En France, l’engouement pour les paris sportifs ne faiblit pas, et ses effets sur les jeunes soulèvent de plus en plus d’inquiétudes. Selon Franceinfo - Santé, les risques d’addiction liés à cette pratique touchent particulièrement les moins de 25 ans. Les mécanismes de jeu, souvent accessibles via les applications mobiles, exposent cette tranche d’âge à des comportements à risque. Une situation qui interroge les professionnels de santé et les autorités.
Ce qu'il faut retenir
- 40 % des joueurs de paris sportifs en France ont moins de 25 ans, selon les dernières données disponibles.
- Les jeunes sont trois fois plus exposés au risque d’addiction que les adultes, d’après les experts cités par Franceinfo - Santé.
- L’accès facilité aux plateformes de paris via smartphones et réseaux sociaux accentue ce phénomène.
- Les mécanismes de jeu, comme les bonus de bienvenue ou les paris en temps réel, stimulent l’attrait chez les jeunes.
Une pratique en forte croissance chez les moins de 25 ans
Les chiffres révèlent une tendance préoccupante : près de deux jeunes sur cinq en France ont déjà parié sur des événements sportifs, d’après les données compilées par Franceinfo - Santé. Cette proportion atteint son pic chez les 18-24 ans, une tranche d’âge où l’usage des smartphones et des applications mobiles est omniprésent. Les opérateurs de paris misent sur des stratégies marketing ciblées, avec des offres promotionnelles incitant à l’inscription et à l’utilisation régulière.
Les experts en addictologie s’alarment de cette situation. « Les jeunes sont particulièrement vulnérables aux mécanismes de jeu, notamment en raison de leur impulsivité et de leur exposition constante aux publicités », a expliqué le Dr. Martin Leroy, psychiatre spécialisé dans les addictions, cité par Franceinfo - Santé. Le recours aux paris en direct, où les cotes évoluent en temps réel, renforce cette attractivité tout en augmentant les risques de perte de contrôle.

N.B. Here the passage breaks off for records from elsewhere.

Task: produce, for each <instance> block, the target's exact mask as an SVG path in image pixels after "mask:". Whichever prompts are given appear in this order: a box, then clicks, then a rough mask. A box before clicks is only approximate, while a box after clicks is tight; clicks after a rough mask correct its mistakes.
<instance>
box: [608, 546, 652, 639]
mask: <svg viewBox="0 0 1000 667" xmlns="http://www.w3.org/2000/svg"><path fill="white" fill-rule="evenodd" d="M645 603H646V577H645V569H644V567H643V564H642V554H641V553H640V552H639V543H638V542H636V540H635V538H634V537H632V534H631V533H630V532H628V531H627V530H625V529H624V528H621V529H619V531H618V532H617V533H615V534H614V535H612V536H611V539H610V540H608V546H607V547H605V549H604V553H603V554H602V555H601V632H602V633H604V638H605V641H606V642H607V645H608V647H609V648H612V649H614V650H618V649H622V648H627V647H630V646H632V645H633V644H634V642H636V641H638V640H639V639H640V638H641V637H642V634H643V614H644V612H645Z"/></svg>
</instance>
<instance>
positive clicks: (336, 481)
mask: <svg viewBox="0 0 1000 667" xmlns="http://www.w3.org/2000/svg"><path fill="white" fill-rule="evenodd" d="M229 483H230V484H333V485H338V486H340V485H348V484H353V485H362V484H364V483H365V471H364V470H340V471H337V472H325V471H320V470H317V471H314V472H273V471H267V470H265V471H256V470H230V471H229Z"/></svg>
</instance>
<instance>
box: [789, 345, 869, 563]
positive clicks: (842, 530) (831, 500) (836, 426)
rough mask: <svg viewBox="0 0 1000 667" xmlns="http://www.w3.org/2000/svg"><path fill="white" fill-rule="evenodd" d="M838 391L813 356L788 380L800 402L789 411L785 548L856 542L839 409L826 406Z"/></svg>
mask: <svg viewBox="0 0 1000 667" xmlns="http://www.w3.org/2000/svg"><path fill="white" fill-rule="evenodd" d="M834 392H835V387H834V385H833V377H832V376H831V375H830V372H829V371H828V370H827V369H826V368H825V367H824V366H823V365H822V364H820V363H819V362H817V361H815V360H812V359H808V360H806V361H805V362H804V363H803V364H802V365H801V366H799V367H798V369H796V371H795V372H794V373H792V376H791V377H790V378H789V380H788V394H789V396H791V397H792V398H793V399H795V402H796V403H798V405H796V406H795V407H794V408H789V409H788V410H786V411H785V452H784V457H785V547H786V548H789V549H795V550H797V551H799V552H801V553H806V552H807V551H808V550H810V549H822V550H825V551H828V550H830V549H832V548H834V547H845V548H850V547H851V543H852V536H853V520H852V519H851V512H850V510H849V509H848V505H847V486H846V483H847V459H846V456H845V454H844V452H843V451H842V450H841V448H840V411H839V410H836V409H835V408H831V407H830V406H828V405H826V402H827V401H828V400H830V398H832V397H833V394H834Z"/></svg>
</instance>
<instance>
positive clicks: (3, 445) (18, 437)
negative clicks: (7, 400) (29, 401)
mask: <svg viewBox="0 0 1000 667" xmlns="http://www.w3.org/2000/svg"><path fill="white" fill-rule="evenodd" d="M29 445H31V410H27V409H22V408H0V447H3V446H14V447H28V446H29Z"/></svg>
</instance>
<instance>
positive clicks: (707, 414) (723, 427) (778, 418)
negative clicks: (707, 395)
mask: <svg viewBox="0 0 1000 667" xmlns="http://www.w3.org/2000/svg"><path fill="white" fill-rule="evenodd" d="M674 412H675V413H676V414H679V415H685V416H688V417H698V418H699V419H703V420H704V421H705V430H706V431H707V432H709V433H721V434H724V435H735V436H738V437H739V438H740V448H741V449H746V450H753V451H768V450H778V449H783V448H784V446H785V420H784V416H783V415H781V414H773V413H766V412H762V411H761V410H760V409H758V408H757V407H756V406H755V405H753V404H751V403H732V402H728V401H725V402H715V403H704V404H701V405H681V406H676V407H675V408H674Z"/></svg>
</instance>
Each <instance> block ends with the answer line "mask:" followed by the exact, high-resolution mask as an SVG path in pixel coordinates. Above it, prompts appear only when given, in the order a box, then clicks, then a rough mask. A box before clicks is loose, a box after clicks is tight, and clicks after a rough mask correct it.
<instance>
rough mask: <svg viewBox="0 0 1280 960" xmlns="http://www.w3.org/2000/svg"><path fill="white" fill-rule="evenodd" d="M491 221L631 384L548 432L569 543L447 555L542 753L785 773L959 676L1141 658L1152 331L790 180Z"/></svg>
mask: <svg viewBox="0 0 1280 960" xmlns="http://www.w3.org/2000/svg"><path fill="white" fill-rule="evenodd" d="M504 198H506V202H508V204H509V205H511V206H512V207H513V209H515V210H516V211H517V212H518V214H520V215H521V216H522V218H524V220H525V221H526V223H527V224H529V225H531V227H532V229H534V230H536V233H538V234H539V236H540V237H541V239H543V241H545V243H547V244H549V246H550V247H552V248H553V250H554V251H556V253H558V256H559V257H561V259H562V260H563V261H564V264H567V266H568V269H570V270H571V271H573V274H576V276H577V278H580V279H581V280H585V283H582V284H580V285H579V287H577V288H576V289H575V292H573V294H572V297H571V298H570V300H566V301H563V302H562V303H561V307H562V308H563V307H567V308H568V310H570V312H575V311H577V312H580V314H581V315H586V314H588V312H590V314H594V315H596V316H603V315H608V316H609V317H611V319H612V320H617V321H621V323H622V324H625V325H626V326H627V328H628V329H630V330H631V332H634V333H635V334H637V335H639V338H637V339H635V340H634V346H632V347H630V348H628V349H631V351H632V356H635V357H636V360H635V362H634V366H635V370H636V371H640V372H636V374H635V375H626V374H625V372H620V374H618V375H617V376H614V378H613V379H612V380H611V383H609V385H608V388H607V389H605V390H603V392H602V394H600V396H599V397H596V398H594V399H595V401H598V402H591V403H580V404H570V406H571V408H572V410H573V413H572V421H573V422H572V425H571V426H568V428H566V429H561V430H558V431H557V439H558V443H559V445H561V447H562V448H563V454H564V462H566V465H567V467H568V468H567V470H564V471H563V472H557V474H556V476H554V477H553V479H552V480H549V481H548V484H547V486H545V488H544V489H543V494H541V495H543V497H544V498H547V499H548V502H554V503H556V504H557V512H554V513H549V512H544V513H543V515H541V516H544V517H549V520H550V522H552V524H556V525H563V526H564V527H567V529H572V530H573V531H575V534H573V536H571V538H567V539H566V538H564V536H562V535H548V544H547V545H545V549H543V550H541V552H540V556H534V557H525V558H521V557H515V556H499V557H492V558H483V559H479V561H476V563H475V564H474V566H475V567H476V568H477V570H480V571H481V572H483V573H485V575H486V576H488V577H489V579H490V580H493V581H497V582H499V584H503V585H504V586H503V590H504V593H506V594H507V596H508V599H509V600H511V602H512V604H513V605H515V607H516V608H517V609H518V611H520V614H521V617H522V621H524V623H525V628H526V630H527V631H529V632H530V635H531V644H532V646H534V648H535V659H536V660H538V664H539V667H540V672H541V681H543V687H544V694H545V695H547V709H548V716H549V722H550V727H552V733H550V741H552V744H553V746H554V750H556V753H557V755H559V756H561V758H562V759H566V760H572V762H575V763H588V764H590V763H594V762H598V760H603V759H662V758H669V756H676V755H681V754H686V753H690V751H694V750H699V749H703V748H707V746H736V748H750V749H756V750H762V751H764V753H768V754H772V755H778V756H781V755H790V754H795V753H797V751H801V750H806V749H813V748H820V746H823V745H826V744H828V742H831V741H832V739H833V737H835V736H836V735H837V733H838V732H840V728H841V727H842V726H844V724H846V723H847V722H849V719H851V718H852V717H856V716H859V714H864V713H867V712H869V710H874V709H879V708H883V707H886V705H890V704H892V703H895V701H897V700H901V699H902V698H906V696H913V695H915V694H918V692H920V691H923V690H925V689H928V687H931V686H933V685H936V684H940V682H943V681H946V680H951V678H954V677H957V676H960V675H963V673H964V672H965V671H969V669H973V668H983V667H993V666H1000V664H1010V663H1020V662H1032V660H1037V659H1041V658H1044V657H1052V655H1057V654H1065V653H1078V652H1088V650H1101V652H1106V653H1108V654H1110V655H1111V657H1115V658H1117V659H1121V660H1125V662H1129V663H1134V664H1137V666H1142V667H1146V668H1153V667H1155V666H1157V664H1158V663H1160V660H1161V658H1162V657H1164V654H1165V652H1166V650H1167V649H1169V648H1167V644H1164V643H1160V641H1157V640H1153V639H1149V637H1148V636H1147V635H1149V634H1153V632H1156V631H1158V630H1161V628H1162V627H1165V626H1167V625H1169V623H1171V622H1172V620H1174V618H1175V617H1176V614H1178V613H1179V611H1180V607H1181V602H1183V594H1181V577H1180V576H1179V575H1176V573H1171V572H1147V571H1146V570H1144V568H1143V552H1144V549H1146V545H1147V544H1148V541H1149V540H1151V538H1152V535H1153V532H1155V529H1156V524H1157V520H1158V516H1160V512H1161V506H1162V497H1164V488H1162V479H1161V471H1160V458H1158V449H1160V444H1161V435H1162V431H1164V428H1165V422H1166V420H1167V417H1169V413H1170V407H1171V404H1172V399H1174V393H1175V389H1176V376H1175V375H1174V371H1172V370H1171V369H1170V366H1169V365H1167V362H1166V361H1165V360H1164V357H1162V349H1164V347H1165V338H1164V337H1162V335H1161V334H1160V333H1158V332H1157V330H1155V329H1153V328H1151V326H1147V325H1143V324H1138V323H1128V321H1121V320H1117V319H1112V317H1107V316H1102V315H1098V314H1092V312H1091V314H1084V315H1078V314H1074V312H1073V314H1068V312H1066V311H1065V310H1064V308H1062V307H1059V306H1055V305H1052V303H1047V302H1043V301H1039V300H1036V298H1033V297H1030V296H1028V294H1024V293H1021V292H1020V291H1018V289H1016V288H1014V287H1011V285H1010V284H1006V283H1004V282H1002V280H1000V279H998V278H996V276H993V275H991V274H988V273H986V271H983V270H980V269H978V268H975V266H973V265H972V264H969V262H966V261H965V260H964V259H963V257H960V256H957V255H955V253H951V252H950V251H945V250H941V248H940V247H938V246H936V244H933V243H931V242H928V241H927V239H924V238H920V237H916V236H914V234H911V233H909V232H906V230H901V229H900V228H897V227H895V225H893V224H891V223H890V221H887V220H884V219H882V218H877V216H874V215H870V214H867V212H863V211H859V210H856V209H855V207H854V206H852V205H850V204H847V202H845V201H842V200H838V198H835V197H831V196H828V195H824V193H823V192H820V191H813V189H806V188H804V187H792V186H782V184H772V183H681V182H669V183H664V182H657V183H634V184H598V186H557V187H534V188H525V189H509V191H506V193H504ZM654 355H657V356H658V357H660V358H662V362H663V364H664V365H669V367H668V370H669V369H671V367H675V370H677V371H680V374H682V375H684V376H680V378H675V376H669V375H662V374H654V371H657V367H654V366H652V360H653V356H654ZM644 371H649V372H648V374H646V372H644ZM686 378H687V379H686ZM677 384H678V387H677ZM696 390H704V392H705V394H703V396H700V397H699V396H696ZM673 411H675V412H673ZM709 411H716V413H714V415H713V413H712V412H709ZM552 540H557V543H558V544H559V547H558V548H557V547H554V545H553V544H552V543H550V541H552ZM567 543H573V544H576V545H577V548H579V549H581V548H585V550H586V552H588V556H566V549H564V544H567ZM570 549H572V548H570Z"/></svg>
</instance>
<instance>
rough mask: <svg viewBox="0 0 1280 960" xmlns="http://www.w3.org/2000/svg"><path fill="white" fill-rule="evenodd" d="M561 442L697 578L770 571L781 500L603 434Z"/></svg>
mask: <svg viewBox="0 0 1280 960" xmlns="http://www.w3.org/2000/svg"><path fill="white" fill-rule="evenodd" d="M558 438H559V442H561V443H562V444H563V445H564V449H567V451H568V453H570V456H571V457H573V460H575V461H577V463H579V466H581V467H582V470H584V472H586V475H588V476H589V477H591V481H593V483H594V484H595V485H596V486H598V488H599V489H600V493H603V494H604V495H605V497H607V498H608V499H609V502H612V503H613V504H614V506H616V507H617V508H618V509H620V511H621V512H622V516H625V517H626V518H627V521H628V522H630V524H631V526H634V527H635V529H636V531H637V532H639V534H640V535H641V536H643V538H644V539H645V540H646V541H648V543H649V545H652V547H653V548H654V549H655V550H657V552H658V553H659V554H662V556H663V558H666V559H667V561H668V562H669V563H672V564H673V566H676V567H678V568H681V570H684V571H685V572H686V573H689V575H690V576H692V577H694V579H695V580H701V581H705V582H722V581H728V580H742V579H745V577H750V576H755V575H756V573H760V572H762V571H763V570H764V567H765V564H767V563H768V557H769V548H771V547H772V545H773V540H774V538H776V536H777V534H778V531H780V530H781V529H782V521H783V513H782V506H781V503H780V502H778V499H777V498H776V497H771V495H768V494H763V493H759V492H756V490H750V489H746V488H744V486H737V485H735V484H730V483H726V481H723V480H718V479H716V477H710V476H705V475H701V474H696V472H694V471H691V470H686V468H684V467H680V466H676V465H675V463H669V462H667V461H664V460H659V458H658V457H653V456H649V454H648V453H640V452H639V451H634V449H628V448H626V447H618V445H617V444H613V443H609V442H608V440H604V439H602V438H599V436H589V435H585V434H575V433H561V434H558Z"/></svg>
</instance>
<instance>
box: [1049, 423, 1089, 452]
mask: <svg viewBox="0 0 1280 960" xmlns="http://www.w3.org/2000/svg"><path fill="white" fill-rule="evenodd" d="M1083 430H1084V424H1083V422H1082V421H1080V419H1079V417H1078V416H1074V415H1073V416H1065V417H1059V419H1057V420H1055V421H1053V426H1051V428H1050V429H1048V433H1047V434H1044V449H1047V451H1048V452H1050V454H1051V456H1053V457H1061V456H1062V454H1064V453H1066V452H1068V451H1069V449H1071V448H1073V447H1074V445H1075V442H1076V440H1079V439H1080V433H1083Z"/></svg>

Des risques sanitaires et sociaux bien documentés
Les conséquences de cette addiction ne se limitent pas à la sphère financière. Les jeunes joueurs s’exposent à des troubles anxieux, des difficultés scolaires ou professionnelles, voire des conflits familiaux. Franceinfo - Santé rappelle que les études récentes montrent une corrélation entre la pratique des paris sportifs et l’augmentation des comportements à risque, comme la consommation excessive d’alcool ou de substances psychoactives. « On observe un glissement dangereux vers une normalisation de cette pratique, alors qu’elle peut rapidement devenir pathologique », souligne le psychiatre interrogé.
Par ailleurs, les données de l’Observatoire français des drogues et des toxicomanies (OFDT) indiquent que les jeunes exposés précocement aux paris sportifs ont un risque accru de développer une dépendance aux jeux de hasard. Cette problématique s’inscrit dans un contexte plus large, où les jeux d’argent, sous toutes leurs formes, sont de plus en plus accessibles aux mineurs malgré les restrictions légales.
Un cadre légal encore trop permissif
En France, la législation encadre strictement les paris sportifs, notamment pour protéger les mineurs. Pourtant, les contrôles restent insuffisants. Les opérateurs en ligne doivent vérifier l’âge des joueurs, mais les dispositifs de vérification sont souvent contournés. Franceinfo - Santé relève que de nombreuses plateformes ne demandent qu’une simple case à cocher pour confirmer la majorité, sans vérification systématique. « Le système actuel est défaillant, et les jeunes passent facilement à travers les mailles du filet », a déploré une source proche du dossier.
Face à ce constat, des associations comme l’Association des familles victimes de jeux (AFVJ) réclament un durcissement des sanctions contre les opérateurs ne respectant pas les règles. Elles proposent également d’intégrer des modules de prévention dans les programmes scolaires, afin d’informer les jeunes sur les dangers des paris sportifs. « L’éducation et la sensibilisation sont les seuls moyens de lutter contre cette épidémie silencieuse », a indiqué la présidente de l’association.
Pour l’heure, les jeunes restent la cible privilégiée des opérateurs de paris, malgré les alertes répétées des experts. La question n’est plus de savoir si la situation va empirer, mais à quel rythme. Et surtout, quelles actions concrètes seront mises en place pour inverser la tendance.
Non. En France, il est strictement interdit aux mineurs de parier sur des événements sportifs ou de participer à des jeux d’argent. Les opérateurs en ligne doivent vérifier l’âge des joueurs, mais les contrôles sont souvent insuffisants, comme le relève Franceinfo - Santé.